Swainson’s hawk is a rare visitor in Florida. Its normal range stretches from Northern Alaska to the south of Argentina and is usually seen in large open areas.

Their large range makes it one of the most travelling birds in the world, with migration patterns many thousands of miles long. They have pale to white underparts with a dark reddish spot on the chest.

The tail is brownish with narrow dark bands on. The head and upperparts are dark brown.

A Swainson’s Hawk in a rain
A Swainson’s Hawk in a rain

Nesting

Being highly monogamous, this bird species is known to use the same nest for its whole lifespan. Like other hawks, the male will impress the female by a spectacular flight show, flying high in the air and diving right next to her.

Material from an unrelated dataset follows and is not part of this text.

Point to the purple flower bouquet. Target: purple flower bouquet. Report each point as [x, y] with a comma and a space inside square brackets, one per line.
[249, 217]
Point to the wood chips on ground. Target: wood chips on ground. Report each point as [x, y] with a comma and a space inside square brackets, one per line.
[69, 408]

The nests are built in small trees or large shrubs close to the ground compared to other hawks. They are usually well hidden, which is another unusual trait for hawks. In the United States they are primarily breeding in the parries and grasslands of the Midwest.

Diet

During early summer their primary diet consists of small mammals like mice and squirrels, but in other seasons a large part of their diet consists of insects, especially grasshoppers and dragonflies, making their diet unlike the other hawks.

Conservation

The Swainson’s Hawk population has been in decline since the middle of the 20th century due to pesticide use in its wintering grounds in Argentina. Because a large part of their winter diet consists of insects, pesticide use has had a particular strong effect on this bird.

Where to look for them

The usual wintering grounds for Swainson’s Hawk is deep in South America. Sometimes a few of the birds will winter in Florida. When looking for this bird in Florida, the area around Miami and West Palm Beach is the best place to look, as it has the highest concentration of birds in the winter. They will usually sit on utility poles and fence posts looking for prey.

Conclusion

Florida is a great place to visit for hawk watching. It has a lot of breeding birds during summer and many North American hawks visit during the winter due to the mild climate.

Seeing hawks hunt in the wild is an experience that even experienced birders appreciate, as it truly is a magnificent sight.

During the middle of the 20th century, almost all hawk populations were in decline due to hunting and the rapid increase in pesticide use, that would poison their prey. However, since the outlawing of both DDT and hunting of most raptors, many of the species have recovered and their populations are now either stable or increasing, making it more common to spot these birds in the wild.